We need the ability to issue multiple requests using the same socket connection in order to utilize creating temporary tables and querying them.

The clickhouse cli binary allows for the --multiquery flag but there is no way to issue multiple queries (to my knowledge) with the nodejs client.

For instance it does not seem easily possible to do this:

create temporary table foo as select 1;
select * from foo;

The only way we've found is to make 2 round trips, but to do so, we have to ensure we're using the same socket connection. An alternative approach would be to more directly control the underlying node.js agent.

There was a PR opened here (#275) enabling passing in your own agent instance, but the PR was closed.

Describe the solution you'd like

We're also aware of the feature request to materialize CTE's (PR opened here: ClickHouse/ClickHouse#61086) - which would also solve for our use case, but until that is implemented - either having multiquery support OR making it easier to control the request agent is the only solution.

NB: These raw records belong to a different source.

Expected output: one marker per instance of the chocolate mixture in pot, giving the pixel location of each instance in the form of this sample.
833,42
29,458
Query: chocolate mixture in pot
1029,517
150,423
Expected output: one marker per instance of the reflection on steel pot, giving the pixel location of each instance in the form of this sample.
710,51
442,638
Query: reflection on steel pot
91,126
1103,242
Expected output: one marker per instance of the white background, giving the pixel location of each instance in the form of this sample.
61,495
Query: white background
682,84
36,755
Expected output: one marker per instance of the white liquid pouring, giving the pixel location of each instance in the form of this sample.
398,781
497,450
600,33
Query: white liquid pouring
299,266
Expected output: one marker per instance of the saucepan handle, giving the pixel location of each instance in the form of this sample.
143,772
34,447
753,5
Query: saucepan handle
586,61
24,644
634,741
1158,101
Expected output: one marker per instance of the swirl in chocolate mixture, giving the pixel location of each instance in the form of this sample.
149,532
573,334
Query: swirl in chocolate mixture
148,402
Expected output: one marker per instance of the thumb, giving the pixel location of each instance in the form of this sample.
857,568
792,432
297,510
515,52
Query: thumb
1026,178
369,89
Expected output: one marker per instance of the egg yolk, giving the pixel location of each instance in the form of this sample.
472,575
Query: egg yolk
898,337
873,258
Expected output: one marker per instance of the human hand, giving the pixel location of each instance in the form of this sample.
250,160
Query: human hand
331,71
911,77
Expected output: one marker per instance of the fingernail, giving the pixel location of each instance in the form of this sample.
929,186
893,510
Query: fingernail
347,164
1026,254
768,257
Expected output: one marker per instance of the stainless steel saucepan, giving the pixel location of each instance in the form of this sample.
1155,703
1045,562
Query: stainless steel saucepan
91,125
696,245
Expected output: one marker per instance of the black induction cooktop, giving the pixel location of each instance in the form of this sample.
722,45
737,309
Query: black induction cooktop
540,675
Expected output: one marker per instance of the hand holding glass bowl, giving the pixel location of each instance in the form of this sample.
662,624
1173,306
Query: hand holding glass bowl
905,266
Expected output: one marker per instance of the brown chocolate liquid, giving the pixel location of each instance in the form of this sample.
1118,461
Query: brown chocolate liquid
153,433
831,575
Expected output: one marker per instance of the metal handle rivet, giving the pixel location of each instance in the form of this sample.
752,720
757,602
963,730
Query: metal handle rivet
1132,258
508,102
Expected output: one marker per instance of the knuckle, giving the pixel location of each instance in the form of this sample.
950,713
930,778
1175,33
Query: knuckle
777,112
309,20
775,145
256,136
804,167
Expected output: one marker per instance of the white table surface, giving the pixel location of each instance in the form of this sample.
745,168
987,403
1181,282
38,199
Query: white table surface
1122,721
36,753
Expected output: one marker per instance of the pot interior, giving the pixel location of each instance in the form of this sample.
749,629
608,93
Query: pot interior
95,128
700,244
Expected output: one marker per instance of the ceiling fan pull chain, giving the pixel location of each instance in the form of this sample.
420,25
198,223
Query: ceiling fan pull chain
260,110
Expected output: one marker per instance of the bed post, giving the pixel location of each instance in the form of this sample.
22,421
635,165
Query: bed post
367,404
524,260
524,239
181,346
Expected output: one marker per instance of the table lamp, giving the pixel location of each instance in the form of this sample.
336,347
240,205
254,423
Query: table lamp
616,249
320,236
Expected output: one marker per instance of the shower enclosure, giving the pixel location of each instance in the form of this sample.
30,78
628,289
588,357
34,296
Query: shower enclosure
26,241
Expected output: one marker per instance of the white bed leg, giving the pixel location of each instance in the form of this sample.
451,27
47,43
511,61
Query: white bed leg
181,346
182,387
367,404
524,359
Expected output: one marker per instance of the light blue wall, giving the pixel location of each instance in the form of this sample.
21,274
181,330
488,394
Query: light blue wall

More direct control of the agent would at least give us the ability to use the same connection pool, but ensure that the socket connection is not free'd up until the dependent queries have finished. Ideally though, multiquery or materialized CTE's would be a superior solution.

Describe the alternatives you've considered

As a workaround, we can effectively recreate this by instantiating a new client and setting max_open_connections: 1 so that all queries run over the same socket, but that is not only very inefficient because the socket has to be reconnected and closed each time, but it bypasses the natural connection pool.

Additional context

Answer 1 · 2024-06-17T12:43:59.000Z

but ensure that the socket connection is not free'd up until the dependent queries have finished.

I don't think it's safe to rely on this assumption in distributed enviroment with network hiccups.

More direct control of the agent would at least give us the ability to use the same connection pool, but ensure that the socket connection is not free'd up until the dependent queries have finished.

How do you deploy ClickHouse? Is there an option of using a session mechanism? from the temporary table docs

primary use case where temporary tables can be useful is for querying or joining small external datasets during a single session.

Answer 2 · 2024-06-17T16:09:16.000Z

I don't think it's safe to rely on this assumption in distributed enviroment with network hiccups.

This would be only used before issuing one specific type of query, not as a general pattern. It's really no different than writing multiple queries via the CLI or any visual IDE-based SQL editor (like DataGrip, etc).

How do you deploy ClickHouse?

clickhouse cloud

Answer 3 · 2024-06-18T15:33:04.000Z

@brian-mann, it will be possible to override the HTTP(s) agent after #284.

Regarding the multi-query support, it entirely depends on ClickHouse/ClickHouse#61608. There are many nuances with HTTP and load balancers, so it can be tricky to have this working reliably for all scenarios.

Answer 4 · 2024-06-19T13:47:15.000Z

@brian-mann, custom HTTP(s) agent is now supported as of 1.2.0, see also the relevant docs with examples.

Multi-query support won't be implemented until ClickHouse adds this to the HTTP protocol (see ClickHouse/ClickHouse#61608).